Pelo prisma setorial, a pujança do PIB foi puxada pelos serviços (3,7%) e indústria (3,3%, impulsionada por construção, 4,3%, e transformação, 4,8%), sendo que a agropecuária recuou -3,2%. Por ter sido duramente castigado por adversidades climáticas (estiagens e chuvas excessivas), o agro foi penalizado com acentuada quebra de produção e produtividade, não compensada pela reação dos preços internacionais

Os destaques da indústria couberam a automóveis e material de transporte, máquinas e equipamentos elétricos, produtos alimentícios e móveis, enquanto os serviços foram catapultados por informação e comunicação, outras atividades, comércio e financeiras.

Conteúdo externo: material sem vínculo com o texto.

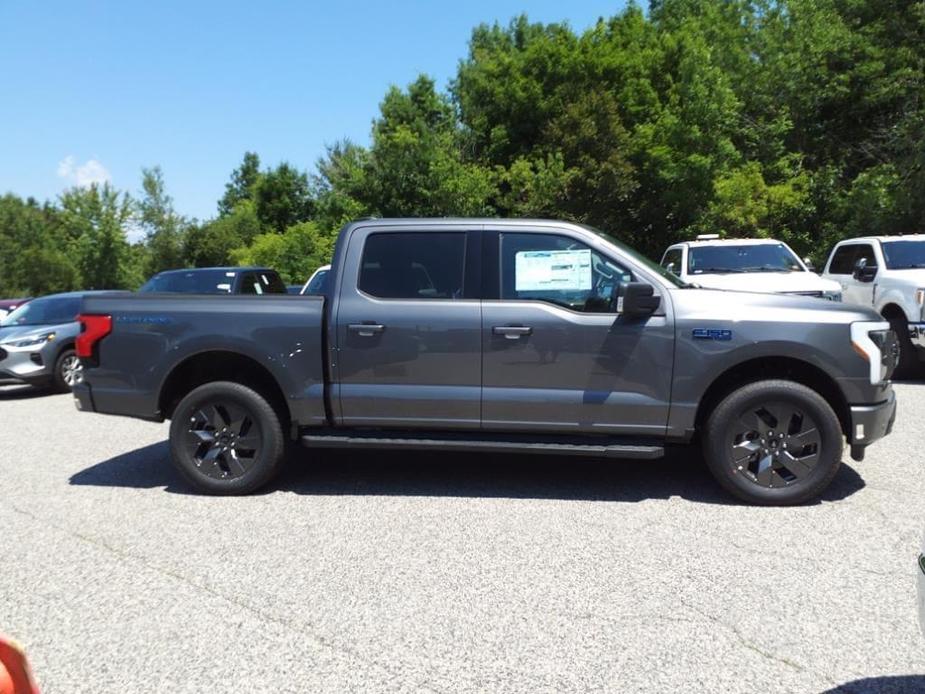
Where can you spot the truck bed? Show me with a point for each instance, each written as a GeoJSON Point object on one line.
{"type": "Point", "coordinates": [156, 337]}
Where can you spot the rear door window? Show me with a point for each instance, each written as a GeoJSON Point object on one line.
{"type": "Point", "coordinates": [423, 265]}
{"type": "Point", "coordinates": [559, 270]}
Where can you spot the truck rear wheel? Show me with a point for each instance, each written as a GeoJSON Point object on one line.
{"type": "Point", "coordinates": [773, 443]}
{"type": "Point", "coordinates": [225, 438]}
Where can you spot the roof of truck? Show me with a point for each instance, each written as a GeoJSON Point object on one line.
{"type": "Point", "coordinates": [893, 237]}
{"type": "Point", "coordinates": [725, 242]}
{"type": "Point", "coordinates": [229, 268]}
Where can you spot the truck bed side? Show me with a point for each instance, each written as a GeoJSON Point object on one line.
{"type": "Point", "coordinates": [162, 344]}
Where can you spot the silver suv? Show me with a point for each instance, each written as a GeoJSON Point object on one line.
{"type": "Point", "coordinates": [37, 342]}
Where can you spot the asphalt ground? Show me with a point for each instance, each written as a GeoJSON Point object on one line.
{"type": "Point", "coordinates": [449, 573]}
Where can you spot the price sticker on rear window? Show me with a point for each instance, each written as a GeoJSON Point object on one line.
{"type": "Point", "coordinates": [552, 270]}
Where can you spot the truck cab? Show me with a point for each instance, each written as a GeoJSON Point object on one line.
{"type": "Point", "coordinates": [887, 273]}
{"type": "Point", "coordinates": [753, 265]}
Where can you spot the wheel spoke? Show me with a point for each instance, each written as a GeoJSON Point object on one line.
{"type": "Point", "coordinates": [234, 464]}
{"type": "Point", "coordinates": [195, 438]}
{"type": "Point", "coordinates": [745, 449]}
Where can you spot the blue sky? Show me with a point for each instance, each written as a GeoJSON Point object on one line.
{"type": "Point", "coordinates": [96, 89]}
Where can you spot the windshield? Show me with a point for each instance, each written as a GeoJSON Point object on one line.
{"type": "Point", "coordinates": [764, 257]}
{"type": "Point", "coordinates": [191, 282]}
{"type": "Point", "coordinates": [640, 258]}
{"type": "Point", "coordinates": [318, 283]}
{"type": "Point", "coordinates": [48, 311]}
{"type": "Point", "coordinates": [904, 255]}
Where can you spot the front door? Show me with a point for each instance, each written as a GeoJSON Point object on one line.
{"type": "Point", "coordinates": [557, 356]}
{"type": "Point", "coordinates": [408, 331]}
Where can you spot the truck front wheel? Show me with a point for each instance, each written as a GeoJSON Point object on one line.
{"type": "Point", "coordinates": [773, 443]}
{"type": "Point", "coordinates": [225, 438]}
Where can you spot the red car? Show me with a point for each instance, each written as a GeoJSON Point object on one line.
{"type": "Point", "coordinates": [8, 305]}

Porém, é prudente advertir que os fatores determinantes da performance pretérita recente parecem ausentes neste estágio conjuntural. Emerge incontáveis aspectos de imprevisibilidade, subjacentes ao complexo redesenho da nova (des)ordem mundial, agravado em escala infinitesimal com as ofensivas da nova direção da Casa Branca.

Com posições comprometidas com a recomposição da hegemonia norte-americana mediante a fragilização das relações internacionais e dos organismos multilaterais, em absoluta prontidão para a deflagração de confrontos comerciais, inclusive contra parceiros e aliados, Trump 2 tem se mostrado pouco sensível à formação de potenciais distúrbios inflacionários.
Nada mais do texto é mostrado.